# yellowed windows



## cape cod Todd (Jan 3, 2008)

Hello to All
I have a a USA trains engineering car that was badly weathered (faded) by the elements. I popped out the windows before spraying the car itself. The plastic windows are very yellowed how can I clean these up before putting them back in? Thanks.


----------



## Totalwrecker (Feb 26, 2009)

The headlights on my truck are plastic and get sun clouded, a little polish and they are clear again... Try a plastic polish and look for one with UV protection, not sure that's included, but I'd look. 

John


----------



## Torby (Jan 2, 2008)

Wonder if it works on glasses....


----------



## Russell Miller (Jan 3, 2008)

The windows in the USA cars are made out of Clear Styrene and they are not UV stable. Once they yellow internally, they cannot be brought back to clear no matter how much you polish them. Either replace them with new molded windows from the manufacture if they are available or cut your own windows from 1/16" thick clear acrylic that is UV stable. If that is too thick, you can get thin polycarbonate (LEXAN) for the windows. Polycarbonate is not as UV stable as acrylic but it will last much longer than styrene. This problem is also why the windows in PIKO and POLA buildings turn yellow when left outside. Automotive headlights are almost all made from polycarbonate plastic now and then hard coated to protect the surface from scratches and discoloration. Unfortunately, that hard coat tends to flake off after a few years and the plastic will then tend to yellow and fog up from not only UV damage but also by the absorbing of airborne pollutants. 

Russ


----------



## cape cod Todd (Jan 3, 2008)

Thanks guys. I think Russ is correct that the yellow is permanent. I tried plastic cleaner for jeep\boat windows then got a bit more aggressive with an auto rubbing compound a trick I learned in the auto business to bring back old plastic headlites.
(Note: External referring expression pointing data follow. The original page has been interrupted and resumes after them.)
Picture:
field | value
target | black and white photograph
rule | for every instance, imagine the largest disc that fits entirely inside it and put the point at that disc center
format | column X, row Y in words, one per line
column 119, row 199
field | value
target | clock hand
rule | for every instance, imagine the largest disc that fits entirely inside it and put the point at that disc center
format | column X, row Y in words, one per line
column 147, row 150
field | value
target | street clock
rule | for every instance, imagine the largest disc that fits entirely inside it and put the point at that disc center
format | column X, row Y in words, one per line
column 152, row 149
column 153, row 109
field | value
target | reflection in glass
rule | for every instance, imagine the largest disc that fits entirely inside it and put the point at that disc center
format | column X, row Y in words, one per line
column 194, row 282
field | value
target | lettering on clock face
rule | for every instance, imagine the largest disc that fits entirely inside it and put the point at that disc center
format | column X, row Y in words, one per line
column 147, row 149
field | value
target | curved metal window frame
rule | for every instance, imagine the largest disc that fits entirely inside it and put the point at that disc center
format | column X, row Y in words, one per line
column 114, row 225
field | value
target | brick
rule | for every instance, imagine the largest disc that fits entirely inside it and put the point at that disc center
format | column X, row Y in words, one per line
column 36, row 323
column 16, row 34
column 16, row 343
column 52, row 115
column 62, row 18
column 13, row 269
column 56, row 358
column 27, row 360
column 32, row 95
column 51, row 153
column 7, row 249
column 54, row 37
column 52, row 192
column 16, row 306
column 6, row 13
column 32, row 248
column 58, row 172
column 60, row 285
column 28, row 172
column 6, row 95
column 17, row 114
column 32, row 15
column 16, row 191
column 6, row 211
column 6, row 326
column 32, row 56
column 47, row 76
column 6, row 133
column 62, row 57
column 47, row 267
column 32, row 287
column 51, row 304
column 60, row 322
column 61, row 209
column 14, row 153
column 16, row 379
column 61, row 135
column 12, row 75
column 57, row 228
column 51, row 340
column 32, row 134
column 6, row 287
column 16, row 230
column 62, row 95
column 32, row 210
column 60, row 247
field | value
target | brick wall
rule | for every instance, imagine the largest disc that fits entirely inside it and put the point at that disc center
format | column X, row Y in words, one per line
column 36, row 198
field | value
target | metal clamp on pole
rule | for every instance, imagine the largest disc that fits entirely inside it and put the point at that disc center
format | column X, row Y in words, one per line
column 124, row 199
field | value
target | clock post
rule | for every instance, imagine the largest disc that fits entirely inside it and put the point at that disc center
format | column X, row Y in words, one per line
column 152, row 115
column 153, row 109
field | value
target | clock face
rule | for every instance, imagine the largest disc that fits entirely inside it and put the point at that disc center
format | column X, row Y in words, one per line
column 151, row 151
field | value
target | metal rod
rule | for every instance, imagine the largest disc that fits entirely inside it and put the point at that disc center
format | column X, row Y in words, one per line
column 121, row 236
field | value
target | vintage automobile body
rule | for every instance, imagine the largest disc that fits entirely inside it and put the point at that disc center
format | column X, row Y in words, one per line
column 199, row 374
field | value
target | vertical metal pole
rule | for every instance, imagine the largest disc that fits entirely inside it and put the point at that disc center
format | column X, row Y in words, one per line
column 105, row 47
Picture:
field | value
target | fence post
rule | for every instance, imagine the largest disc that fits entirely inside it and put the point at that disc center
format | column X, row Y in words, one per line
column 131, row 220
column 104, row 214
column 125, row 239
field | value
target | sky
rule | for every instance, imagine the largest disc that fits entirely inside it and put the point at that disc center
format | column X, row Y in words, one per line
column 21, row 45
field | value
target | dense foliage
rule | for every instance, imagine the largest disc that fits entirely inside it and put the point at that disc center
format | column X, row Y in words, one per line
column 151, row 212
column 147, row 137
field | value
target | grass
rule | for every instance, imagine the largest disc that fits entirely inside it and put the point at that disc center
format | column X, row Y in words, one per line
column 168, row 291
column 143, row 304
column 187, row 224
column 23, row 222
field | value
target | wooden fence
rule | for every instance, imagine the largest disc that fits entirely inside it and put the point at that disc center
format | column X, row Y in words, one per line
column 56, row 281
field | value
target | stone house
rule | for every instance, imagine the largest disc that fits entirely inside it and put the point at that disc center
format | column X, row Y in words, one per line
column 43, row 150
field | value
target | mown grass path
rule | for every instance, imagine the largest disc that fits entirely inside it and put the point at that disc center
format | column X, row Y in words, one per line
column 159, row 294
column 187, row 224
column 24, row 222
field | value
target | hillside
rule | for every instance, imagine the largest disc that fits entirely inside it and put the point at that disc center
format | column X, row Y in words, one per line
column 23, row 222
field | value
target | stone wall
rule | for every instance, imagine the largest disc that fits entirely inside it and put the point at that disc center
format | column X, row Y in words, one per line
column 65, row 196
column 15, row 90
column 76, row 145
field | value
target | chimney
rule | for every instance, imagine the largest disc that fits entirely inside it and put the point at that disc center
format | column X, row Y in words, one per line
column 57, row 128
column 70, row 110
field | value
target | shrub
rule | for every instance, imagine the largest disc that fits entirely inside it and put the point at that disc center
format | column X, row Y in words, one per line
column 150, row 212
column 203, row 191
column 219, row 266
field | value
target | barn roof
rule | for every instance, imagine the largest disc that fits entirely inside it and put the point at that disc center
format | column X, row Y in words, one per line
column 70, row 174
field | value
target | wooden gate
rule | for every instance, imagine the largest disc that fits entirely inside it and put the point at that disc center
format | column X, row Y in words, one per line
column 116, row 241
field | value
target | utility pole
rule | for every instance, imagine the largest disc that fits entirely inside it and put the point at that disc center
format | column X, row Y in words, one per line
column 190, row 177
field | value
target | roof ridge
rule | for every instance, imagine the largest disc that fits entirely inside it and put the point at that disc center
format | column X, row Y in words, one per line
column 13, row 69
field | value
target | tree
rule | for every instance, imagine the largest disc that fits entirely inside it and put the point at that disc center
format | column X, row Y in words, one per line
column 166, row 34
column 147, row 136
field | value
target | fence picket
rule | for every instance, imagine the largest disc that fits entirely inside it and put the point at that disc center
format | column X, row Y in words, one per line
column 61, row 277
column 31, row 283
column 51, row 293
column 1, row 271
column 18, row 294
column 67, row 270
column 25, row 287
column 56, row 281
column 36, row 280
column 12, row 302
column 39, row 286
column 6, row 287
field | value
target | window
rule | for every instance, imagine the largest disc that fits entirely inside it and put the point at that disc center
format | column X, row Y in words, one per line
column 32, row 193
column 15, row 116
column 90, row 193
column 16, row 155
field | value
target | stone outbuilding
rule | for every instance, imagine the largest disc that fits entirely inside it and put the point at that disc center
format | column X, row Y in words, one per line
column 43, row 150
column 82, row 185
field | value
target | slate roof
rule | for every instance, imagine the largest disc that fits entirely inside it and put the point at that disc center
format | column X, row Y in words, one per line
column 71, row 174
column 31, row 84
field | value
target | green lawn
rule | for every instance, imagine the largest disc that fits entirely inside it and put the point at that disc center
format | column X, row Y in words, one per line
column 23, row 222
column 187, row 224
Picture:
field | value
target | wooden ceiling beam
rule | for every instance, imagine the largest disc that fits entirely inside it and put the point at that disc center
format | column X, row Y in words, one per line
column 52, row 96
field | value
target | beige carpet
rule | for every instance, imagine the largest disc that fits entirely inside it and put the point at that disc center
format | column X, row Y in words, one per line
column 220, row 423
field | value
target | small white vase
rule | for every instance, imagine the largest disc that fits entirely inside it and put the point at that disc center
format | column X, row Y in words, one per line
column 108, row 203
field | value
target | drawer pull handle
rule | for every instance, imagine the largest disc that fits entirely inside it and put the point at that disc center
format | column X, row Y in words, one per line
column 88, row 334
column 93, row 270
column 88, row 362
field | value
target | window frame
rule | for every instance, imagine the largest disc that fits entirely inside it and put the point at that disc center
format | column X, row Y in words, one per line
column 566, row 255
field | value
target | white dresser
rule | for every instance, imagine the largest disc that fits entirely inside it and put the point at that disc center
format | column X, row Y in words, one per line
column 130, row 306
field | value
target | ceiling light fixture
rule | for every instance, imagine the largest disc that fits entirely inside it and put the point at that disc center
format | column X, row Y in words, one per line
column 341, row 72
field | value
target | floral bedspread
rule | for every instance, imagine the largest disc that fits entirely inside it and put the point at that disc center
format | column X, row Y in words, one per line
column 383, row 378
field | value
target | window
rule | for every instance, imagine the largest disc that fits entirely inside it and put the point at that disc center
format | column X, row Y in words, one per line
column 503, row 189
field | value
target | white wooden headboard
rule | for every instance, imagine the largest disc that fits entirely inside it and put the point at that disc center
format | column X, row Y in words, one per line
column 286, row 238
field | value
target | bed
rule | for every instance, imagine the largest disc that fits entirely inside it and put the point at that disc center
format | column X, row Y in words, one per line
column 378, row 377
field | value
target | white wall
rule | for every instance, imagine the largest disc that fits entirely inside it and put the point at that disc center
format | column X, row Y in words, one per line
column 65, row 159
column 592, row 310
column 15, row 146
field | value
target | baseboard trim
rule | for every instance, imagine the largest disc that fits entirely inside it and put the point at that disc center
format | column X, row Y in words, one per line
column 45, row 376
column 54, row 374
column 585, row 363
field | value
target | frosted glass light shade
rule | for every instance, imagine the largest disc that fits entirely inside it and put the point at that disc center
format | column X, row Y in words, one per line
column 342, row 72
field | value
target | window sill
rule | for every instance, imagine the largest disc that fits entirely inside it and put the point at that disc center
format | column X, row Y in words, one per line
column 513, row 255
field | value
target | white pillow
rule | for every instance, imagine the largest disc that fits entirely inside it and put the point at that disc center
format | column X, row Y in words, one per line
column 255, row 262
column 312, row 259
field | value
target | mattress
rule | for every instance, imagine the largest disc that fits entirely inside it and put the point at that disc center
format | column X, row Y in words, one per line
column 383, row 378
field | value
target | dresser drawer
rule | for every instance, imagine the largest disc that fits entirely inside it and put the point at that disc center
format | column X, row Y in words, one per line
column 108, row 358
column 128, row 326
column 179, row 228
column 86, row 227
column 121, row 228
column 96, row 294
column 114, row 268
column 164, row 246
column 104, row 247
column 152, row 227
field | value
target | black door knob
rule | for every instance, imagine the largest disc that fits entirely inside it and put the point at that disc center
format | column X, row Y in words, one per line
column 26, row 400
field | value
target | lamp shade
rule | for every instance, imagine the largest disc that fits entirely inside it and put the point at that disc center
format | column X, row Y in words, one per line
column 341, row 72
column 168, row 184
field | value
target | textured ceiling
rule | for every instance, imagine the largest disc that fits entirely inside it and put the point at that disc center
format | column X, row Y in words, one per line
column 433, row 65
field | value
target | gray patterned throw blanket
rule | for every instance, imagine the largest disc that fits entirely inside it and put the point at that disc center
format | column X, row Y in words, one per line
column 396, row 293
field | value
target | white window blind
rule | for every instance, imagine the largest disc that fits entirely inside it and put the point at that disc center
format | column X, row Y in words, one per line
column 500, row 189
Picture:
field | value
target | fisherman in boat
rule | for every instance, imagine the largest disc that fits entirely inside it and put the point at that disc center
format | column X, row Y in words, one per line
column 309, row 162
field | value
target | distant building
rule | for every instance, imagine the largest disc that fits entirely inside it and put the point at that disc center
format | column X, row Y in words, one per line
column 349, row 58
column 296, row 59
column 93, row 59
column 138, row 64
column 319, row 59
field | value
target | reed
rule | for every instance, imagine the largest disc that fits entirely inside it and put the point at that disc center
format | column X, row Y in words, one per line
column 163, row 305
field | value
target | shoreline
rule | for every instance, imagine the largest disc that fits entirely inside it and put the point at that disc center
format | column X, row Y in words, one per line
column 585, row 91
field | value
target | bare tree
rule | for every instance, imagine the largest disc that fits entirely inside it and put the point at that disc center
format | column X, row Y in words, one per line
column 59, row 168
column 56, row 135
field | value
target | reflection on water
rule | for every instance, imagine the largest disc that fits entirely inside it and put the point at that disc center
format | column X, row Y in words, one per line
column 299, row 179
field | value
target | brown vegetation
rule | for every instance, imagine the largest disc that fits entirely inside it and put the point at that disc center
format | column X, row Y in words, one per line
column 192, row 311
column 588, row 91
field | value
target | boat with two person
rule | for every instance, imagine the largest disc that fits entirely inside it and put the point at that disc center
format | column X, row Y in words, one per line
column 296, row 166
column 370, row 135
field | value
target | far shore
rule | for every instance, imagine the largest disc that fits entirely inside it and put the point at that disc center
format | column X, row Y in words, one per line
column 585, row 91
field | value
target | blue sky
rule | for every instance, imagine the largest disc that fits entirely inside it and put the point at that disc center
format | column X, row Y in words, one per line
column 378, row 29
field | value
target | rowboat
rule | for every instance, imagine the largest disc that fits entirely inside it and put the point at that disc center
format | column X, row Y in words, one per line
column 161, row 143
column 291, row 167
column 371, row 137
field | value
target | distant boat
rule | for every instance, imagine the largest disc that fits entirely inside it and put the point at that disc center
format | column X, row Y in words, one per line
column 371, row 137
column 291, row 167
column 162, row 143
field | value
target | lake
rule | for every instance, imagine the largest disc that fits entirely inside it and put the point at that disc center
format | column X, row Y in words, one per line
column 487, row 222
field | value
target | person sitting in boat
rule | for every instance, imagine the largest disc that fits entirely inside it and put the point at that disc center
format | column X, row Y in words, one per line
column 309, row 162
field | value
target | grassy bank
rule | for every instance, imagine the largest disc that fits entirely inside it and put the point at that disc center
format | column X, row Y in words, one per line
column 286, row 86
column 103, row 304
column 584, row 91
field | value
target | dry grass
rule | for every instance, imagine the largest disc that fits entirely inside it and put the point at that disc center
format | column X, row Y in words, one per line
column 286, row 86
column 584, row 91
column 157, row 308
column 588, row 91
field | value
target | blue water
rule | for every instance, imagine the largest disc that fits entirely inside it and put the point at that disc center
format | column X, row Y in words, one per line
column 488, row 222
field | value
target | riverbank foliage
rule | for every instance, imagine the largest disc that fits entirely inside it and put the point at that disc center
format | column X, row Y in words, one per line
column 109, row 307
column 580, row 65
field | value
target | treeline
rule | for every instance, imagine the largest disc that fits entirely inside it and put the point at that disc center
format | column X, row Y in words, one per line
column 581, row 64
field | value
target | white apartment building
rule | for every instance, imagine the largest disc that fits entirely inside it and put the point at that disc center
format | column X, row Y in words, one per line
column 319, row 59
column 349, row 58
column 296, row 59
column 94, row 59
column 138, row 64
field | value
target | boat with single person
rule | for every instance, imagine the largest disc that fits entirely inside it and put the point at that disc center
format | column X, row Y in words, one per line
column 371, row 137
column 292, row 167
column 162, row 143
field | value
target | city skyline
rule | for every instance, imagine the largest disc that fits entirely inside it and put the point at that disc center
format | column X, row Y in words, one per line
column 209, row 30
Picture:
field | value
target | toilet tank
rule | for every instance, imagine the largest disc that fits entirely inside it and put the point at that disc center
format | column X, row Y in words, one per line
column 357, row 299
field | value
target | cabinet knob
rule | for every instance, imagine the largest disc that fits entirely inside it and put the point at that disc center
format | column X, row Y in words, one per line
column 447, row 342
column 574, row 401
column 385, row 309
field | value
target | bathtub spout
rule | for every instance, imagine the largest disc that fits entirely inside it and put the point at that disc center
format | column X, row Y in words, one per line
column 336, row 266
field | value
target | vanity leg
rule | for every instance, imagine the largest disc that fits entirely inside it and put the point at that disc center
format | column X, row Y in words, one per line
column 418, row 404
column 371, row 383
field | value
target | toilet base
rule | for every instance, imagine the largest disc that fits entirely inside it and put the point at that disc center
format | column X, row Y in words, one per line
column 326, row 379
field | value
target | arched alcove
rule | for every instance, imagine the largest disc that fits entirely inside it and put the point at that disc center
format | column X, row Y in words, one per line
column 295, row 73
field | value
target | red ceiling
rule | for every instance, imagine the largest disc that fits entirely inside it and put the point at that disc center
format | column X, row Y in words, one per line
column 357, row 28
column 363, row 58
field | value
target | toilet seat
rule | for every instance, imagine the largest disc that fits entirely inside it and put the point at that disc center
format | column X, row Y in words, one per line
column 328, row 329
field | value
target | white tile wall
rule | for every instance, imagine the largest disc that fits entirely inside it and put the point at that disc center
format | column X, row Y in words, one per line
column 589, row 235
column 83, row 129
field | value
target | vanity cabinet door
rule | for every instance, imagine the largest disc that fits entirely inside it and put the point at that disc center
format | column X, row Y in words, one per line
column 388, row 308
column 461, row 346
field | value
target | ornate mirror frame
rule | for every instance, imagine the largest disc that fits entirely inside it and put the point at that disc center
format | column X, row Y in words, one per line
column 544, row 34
I did get a bit of the yellow off but not all of it. I was thinking about putting holes, breaks and cracks in a few of the panels like kids had been throwing rocks at the car. In my RR world it is good enough. 
Todd


----------



## Jerry Barnes (Jan 2, 2008)

My die cast cars I put out yellow up also. Would it help to shoot them with clear Krylon before putting them out for the first time?


----------



## blueregal (Jan 3, 2008)

Get some Novus Part 1&2 its for cleaning acrylic motorcycle windshields. Usually in auto or motorcycle parts books. I use the cleaner/polish #1 for cleaning up engines and everything it takes motorcycle windshields and makes them clear like new. It's a two part system! Got onto this several years ago I believe in "81" been using it every since!! Great stuff Regal


----------



## Russell Miller (Jan 3, 2008)

Posted By Jerry Barnes on 07 Feb 2010 08:46 AM 
My die cast cars I put out yellow up also. Would it help to shoot them with clear Krylon before putting them out for the first time? 
The die cast car windows are also styrene and the yellow is internal. If the UV light goes through the Krylon Clear, the plastic will still yellow. A good UV filtering wax applied to the clear windows will slow the yellowing down some but will not eliminate it.
Russ


----------



## Ralph Berg (Jun 2, 2009)

You can buy UV Resistant Krylon Acrylic. I don't know how effective it is. My color decals still fade.
Ralph


----------